First released in 2015, unavailable now for some time, this complete survey of Reynaldo Hahn’s piano music features several first recordings as well as a feast of charming and unfamiliar music from the golden age of the French salon.
Though he is probably now best known for a stream of winning and witty songs, the shimmering diversity of Hahn’s output for solo piano bears the mark of quintessentially French qualities, as though the Venezuelan composer was seeking to demonstrate that Paris was his true home.
Many pieces here derive their refined charm not only from their elegance, their lightness of touch and sensuous harmony – all ‘French’ qualities by association – but Hahn is still capable of springing surprises throughout the novel forms and piquant harmonies of his most substantial collection, Le rossignol éperdu.

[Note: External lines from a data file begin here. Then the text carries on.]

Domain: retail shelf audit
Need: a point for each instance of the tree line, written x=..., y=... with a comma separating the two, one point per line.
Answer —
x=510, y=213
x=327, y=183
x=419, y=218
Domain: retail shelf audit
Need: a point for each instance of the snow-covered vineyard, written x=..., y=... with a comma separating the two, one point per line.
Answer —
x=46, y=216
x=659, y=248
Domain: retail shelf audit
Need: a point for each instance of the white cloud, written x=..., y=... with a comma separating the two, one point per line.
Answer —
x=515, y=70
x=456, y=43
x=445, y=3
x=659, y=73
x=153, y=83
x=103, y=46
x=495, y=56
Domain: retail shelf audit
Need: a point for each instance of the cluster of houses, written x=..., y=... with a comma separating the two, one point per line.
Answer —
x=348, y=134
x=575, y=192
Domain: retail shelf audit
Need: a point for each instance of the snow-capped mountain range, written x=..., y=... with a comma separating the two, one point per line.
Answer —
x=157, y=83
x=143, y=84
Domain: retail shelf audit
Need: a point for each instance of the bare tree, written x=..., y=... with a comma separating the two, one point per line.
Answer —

Themes running through this music are deft portraits of people, landscapes and seas: a quartet of painters inspired by the poetry of Proust (1894); from two years earlier, an 11-minute suite dedicated to moonlight (Au clair de lune); a sextet of delicious Asian and near-Eastern evocations such as a nocturne over the Bosphorus. Hahn readily adopts a neoclassical costume when it suits him, in eight tone-paintings of Versailles and the Thème varié sur le nom de Haydn which he was invited to write in 1910 as a centenary tribute alongside Debussy and the other French greats of their day.

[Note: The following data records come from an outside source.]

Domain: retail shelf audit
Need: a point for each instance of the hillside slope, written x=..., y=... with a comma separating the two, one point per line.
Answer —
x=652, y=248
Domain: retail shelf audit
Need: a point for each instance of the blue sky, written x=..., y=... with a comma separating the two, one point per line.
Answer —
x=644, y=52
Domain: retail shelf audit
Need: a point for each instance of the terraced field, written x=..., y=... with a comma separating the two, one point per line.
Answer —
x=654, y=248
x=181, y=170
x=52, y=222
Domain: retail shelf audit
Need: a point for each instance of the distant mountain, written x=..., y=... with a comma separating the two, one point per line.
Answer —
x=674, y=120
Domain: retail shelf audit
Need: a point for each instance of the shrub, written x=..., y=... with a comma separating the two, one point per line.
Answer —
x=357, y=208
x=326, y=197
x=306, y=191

Alessandro Deljavan began studying the piano when he was not quite two years old.
By the age of 16, he had already graduated from his degree in piano from the Verdi Conservatory in Milan. He has performing worldwide, and been placed highly in many competitions such as the Van Cliburn in Texas.

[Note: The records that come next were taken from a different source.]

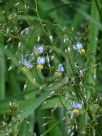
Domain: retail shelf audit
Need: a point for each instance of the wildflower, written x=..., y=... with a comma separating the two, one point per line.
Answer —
x=38, y=50
x=76, y=107
x=40, y=62
x=59, y=70
x=79, y=47
x=24, y=32
x=26, y=65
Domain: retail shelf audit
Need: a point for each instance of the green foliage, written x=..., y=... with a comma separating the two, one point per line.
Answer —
x=37, y=101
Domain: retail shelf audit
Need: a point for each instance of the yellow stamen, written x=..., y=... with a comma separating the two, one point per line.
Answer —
x=40, y=67
x=82, y=52
x=76, y=111
x=25, y=70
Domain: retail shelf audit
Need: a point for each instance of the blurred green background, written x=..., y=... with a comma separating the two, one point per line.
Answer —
x=38, y=103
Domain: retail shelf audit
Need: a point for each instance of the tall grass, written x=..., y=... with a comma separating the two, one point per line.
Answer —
x=39, y=102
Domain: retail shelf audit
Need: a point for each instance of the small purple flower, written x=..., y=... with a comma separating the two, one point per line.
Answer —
x=39, y=49
x=77, y=106
x=78, y=46
x=60, y=68
x=27, y=64
x=41, y=60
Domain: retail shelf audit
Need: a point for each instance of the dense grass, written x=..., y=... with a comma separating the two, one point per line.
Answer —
x=39, y=102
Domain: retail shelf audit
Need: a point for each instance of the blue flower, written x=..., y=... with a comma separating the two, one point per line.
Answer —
x=60, y=68
x=40, y=62
x=79, y=47
x=77, y=106
x=39, y=50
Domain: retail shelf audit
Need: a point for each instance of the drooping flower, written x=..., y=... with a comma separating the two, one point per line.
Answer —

‘When one listens to [Deljavan], one realizes that he is a thinking artist,’ according to Fanfare magazine, reviewing his Piano Classics album of Alkan (PCL0051). This is one of several Piano Classics recordings to have won widespread critical acclaim for Deljavan’s technique, musicianship and total command of both canonic and unfamiliar works.
- Reynaldo Hahn (1874-1947) was born in Caracas, Venezuela, but his family moved to Paris when he was a child, and he lived most of his life there. Following the success of his song "Si mes vers avaient des ailes" (If my verses had wings), written when he was aged 14, he became a prominent member of fin de siècle French society. Among his closest friends were Sarah Bernhardt and Marcel Proust. After the First World War, in which he served in the army, Hahn adapted to new musical and theatrical trends and enjoyed successes with his first opérette, Ciboulette. During the Second World War Hahn, who was of Jewish descent, took refuge in Monaco, returning to Paris in 1945 where he was appointed director of the Opéra. He died in Paris in 1947, aged 72.
- Hahn was a prolific composer. His vocal works include many songs, lyric scenes, cantatas, oratorios, operas, comic operas, and operettas. Orchestral works include concertos, ballets, tone poems and incidental music for plays and films. He wrote a range of chamber music, and piano works.
- This 4-CD set presents the complete piano works by Hahn, including the cycle “Le Rossignol éperdu”. Hahn is the master of the small form, the exquisite miniature: charming, perfumed, nostalgic or gay, his piano works enchant the listener in their fantasy and poetry.
- Alessandro Deljavan is one of the most remarkable pianists of his generation. “His playing is full of intensive power and contagious artistry” (Dmitri Bashkirov), “he is one of the most interesting pianists I’ve heard in my life” (Fou Ts’Ong), “he is one of the most major talents of his age” (John Perry), “Jaw-dropping virtuosity and heart-stopping eloquence” (Dallas Morning News).